We had one of the coaches to ourselves for a few stops, but once we were back in the Czech Republic the train got crowded. At one stop, a small, odd-looking man peered into our coach and raised his eyebrows. He kept going down the hall; for some reason I was relieved. A few minutes later, though, he was back, opening the door, sitting down, and raising his eyebrows even higher at us. He smiled and said something in Czech. We smiled and went back to our magazines. Then we looked at each other. There was a new smell in the room. The guy had taken off his shoes.

I won’t try to describe the smell of the coach from that point on. I will just say that our fascinating new friend was staring—with his eyebrows raised halfway up his forehead—at a curiously slim promotional pamphlet the entire way back.

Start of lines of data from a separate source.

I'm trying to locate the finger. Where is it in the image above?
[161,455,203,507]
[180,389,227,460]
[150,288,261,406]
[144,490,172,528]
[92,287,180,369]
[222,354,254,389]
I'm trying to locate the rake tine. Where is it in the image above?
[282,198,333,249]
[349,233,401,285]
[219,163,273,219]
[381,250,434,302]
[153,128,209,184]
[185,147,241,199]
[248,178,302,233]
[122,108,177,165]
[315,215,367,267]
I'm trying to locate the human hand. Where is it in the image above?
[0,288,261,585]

Then he was talking on his cellphone in his high-pitched voice for 30 minutes. Then my friend and I got out of the coach and paced up and down the hallway for as long as we could. When we got back, he was still talking. His shoes were still off. When we arrived in Prague, we got our bags and began to trudge out the door. He smiled cheerfully at us and said good-bye. We didn’t look at him.

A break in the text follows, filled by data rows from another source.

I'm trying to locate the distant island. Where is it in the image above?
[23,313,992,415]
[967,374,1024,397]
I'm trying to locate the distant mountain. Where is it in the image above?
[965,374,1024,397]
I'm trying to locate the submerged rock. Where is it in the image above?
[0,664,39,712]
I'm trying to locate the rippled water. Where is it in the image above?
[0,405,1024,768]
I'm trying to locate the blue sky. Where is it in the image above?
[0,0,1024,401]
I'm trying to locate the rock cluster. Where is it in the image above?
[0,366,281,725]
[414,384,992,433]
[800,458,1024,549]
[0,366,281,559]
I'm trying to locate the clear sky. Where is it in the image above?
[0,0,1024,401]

When it was over, I mentioned the pamphlet that our fascinating friend had been reading. My friend, who had been sitting next to him, informed me that he had had a porn magazine inside it the whole time—guess that explains the constantly raised eyebrows. In the end, it hadn’t been a romantic experience—he was about as far from Julie Delpy as it’s possible for a human being to be—but it may have been life-changing. Next time I’m shelling out for first-class.

We got back to Prague for one night and went to a popular American-style cocktail bar called Tretter’s. After a week in smoky pubs with no background music, it felt good to be sipping a strange concoction and hearing vintage James Brown at top volume. Here again was an example of the power of the U.S., which was more obvious to me in Prague than it is in our own country, or even in Western Europe. Our stars are indeed the stars of the world, or at least this part of the world. Bruce Springsteen’s mug is on city billboards; the radio plays the same 80s pop ours does; and Vienna’s version of US Weekly is called Aha! (great name for a gossip rag). It features Britney and Brad and Jen. I would say that’s a bummer, but in a bar like Tretter’s I could understand the appeal of our country’s energy, and, for lack of a better term, our iconography of money.

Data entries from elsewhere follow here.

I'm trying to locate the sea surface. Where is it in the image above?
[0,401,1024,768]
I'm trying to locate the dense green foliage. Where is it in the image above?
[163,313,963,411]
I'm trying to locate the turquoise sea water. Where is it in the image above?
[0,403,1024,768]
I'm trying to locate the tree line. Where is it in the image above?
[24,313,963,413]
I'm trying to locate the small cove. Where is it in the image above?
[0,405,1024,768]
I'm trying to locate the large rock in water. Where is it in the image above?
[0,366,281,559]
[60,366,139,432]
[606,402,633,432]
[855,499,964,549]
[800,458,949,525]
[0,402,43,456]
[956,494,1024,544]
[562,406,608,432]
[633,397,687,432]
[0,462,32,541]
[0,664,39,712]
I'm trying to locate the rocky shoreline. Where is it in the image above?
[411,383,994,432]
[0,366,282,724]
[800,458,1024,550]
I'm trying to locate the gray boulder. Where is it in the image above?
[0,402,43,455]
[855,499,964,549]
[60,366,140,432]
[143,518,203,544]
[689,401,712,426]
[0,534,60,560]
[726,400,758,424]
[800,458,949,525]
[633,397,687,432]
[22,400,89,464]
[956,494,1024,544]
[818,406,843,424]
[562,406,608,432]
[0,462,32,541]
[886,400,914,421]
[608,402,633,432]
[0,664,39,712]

Not that there were many people from Prague actually in the bar. To my right were four frat dudes from Australia psyched up to do absinthe shots; to my left were two Italian horndogs in leather jackets buying champagne for a bunch of young women from Texas. At one point, the James Brown stopped. A song came on that I recognized and loved but couldn’t identify. When the singing started, it came to me as a shock: the Replacements’ “Can’t Hardly Wait” (no, it has nothing to do with the teen movie named after it). James Brown belongs to the world, but this song still belonged to me. I’d only been gone a week, but it was enough to make me homesick. It was another, less-ambitious tourist Holy Grail: To be gone just long enough to appreciate your own life again.